Dedousis further impressed his colleagues by helping his manager prepare a presentation during the much-watched NBA Summer League, which attracts many of Catapult's customers. And he contributed thought leadership during a quarterly sales meetings, drawing again from classroom experience.
"We had an interesting, freewheeling discussion for about 90 minutes," he recalls, "and I was able to bring up parallels and examples I had learned about from my marketing and competitive strategy classes: 'This company does it this way for this reason. Maybe we should think about doing that because we're similar in this way.' So I was applying some of what I'd learned in classes from cases. I felt very much like a part of the conversation, that people cared what I thought."
Outside of class, Dedousis strengthens his leadership skills as a co-chair of the student-led Media Entertainment and Sports Group and a co-chair of the music-focused student group AudioBooth. For fun, he helped start a band that's gaining a small following.
All of that happened because he came to Booth to follow his passion for sports.
"Most MBAs are a passionate group.
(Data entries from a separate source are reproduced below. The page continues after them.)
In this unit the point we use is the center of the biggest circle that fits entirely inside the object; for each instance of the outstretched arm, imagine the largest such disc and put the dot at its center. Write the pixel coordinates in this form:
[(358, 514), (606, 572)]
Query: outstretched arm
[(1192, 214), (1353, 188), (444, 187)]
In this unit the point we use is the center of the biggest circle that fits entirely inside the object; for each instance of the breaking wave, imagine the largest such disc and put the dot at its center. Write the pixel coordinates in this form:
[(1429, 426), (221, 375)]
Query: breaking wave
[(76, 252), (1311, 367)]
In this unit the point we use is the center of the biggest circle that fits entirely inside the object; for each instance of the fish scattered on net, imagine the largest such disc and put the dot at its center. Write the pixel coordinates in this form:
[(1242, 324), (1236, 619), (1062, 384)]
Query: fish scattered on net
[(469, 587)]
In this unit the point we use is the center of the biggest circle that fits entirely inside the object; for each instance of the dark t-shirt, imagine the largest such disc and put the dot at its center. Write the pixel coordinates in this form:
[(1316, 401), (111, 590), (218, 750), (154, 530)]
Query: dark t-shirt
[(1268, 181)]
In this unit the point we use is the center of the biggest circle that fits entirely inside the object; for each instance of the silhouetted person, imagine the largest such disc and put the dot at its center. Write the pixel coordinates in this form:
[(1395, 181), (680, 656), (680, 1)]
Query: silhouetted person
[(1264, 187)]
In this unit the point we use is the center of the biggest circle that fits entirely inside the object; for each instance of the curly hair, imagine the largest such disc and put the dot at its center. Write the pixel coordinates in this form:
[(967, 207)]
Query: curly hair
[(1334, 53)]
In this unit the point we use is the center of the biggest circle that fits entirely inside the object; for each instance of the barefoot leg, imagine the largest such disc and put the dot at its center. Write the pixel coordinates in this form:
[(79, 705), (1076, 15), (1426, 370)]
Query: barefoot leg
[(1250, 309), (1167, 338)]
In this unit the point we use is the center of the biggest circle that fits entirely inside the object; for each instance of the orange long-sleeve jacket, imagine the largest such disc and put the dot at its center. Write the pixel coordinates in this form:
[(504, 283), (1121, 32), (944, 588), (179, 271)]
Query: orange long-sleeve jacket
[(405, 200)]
They're a smart, hard-charging, ambitious group," Dedousis says. "When you're in an environment where people are exciting and capable, it challenges you to raise your game. It creates opportunities to bounce ideas off each other and create groups and events."
"Being in that sort of environment has made me more creative, has made me a better leader and even more of a people person. In any sort of business environment, whether it's sports, entrepreneurship, or anything else, having those kinds of relationships and people skills are valuable."